On August 7, Michal Gunar, 29, of East Windsor, New Jersey, was sentenced to 33 months in prison. His codefendant, Kyle Powell, 24, of West Collingswood, New Jersey, was sentenced to 15 months behind bars.
Both men were known members of the Aryan Terror Brigade (ATB) and were arrested in December 2012 along with Christopher Ising, 31, of Waretown, who was a disciple of another New Jersey-based white supremacist organization known as the Atlantic City “Skinheads”. Gunar and Powell were both sentenced by U.S. District Court Judge Joel A. Pisano on August 7 and Ising learned his fate two days later in federal Court in Trenton.
Gunar and Ising had previously pleaded guilty to an indictment charging them with conspiracy to commit a hate crime assault, as well as the actual commission of a hate crime assault. Powell only pleaded guilty to the lesser charge of conspiracy to commit a hate crime assault which resulted in his slighter sentence and the shortened period of incarceration.
Based on the original allegations, the three men along with other like-minded individuals were reveling together at what has been labeled a “meet and greet” occasion for white supremacists that was being held in East Brunswick, NJ at Mr. Ising’s home.
Court reports demonstrated that at the conclusion of the event, the three men and other party goers, propelled by alcohol and white supremacist music drove to a nearby apartment complex located in the neighboring town of Sayreville. They were psyched up and it appeared that their principal objective was to assault random non-Caucasian individuals.
Ising, who had brass knuckles in his possession, and Gunar, flaunting a large knife, hauled one of their victims out of a parked car that was located in the apartment complex’s parking lot, according to the indictment. At that time, a friend of the victim ran to his aid. He too was then attacked.
The first of their targets was beaten in the head and repeatedly punched in the face as Gunar allegedly hollered, “show me your faces you Arab sand niggers,” Ising attacked the second man punching him in the head, using the brass knuckles he brought along specifically for the occasion. Powell was not involved in the actual assault but purportedly stood in close proximity observing; as the assault was carried out. Both victims were of Egyptian descent. Their names have been withheld and have only been referred to as M.H. and R.M.

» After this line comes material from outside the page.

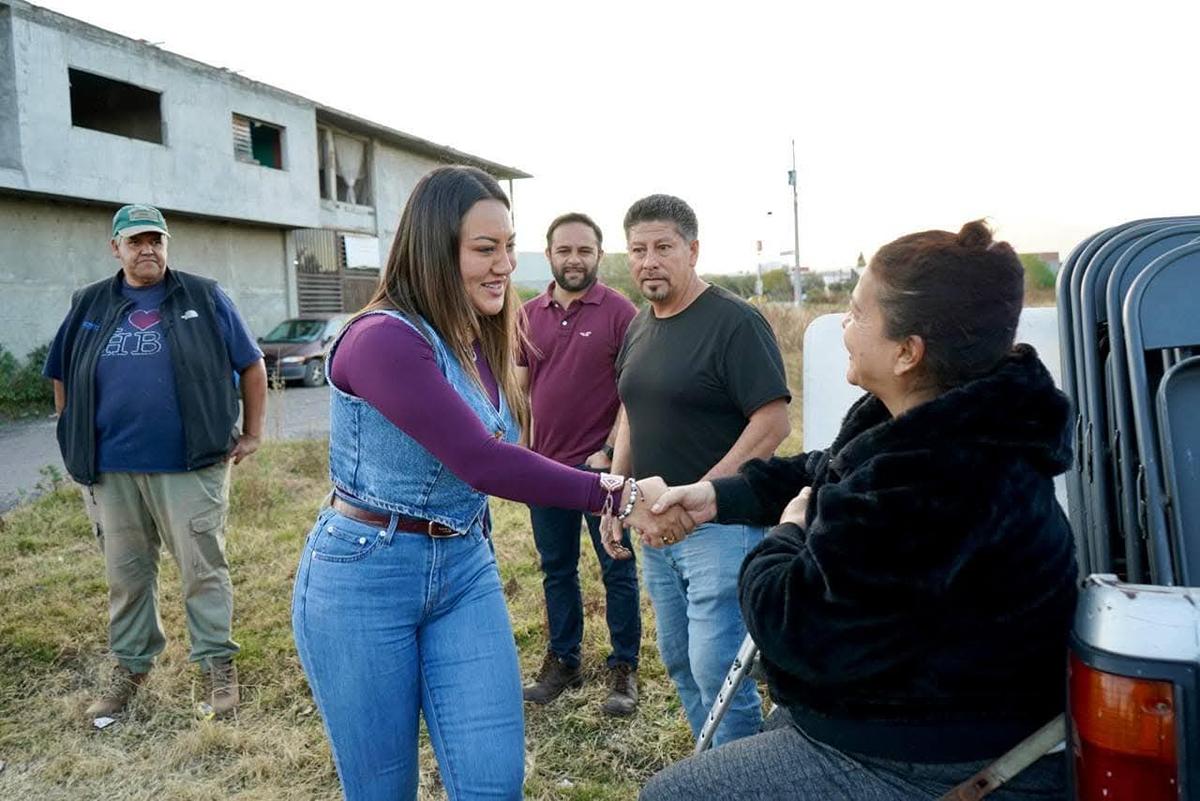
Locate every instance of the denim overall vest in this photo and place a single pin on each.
(375, 462)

Following the attack the two thugs returned to Ising’s house where Gunar bragged about the attack on his Facebook page and posted a pair of bloodied pants. Later that week he posted the racial slur, previously mentioned above and wrote “it was me and my other bro on like 6 or eight and we whooped them”

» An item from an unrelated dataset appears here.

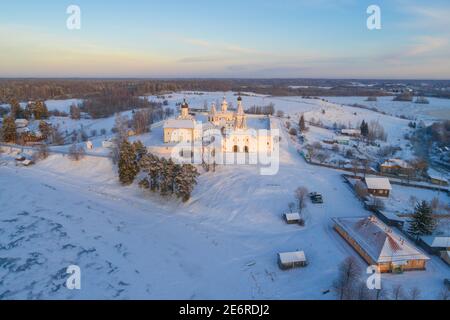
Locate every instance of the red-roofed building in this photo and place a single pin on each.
(379, 245)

According to Wikipedia a “hate group is an organized group or movement that advocates and practices hatred, hostility, or violence towards members of a race, ethnicity, religion, gender, sexual orientation or other designated sector of society.”

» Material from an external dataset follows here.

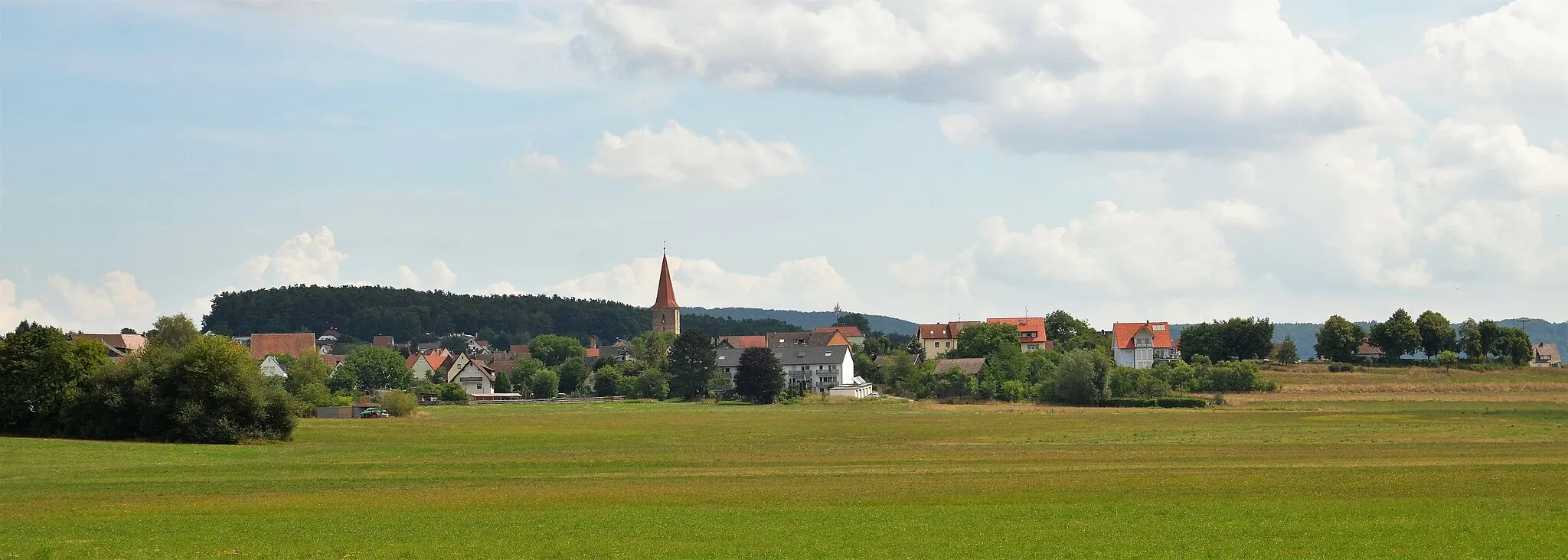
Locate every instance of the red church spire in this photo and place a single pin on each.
(667, 289)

The FBI labels hate groups whose “primary purpose is to promote animosity, hostility, and malice against persons belonging to a race, religion, disability, sexual orientation, or ethnicity/national origin which differs from that of the members of the organization.”
Both the Aryan Terror Brigade and Atlantic City Skinheads are acknowledged as being part of the neo-Nazi Blood and Honor Network, which currently has been making a concerted effort to reconstruct the associates amid street hate groups, using white power concerts, events and rallies as their means.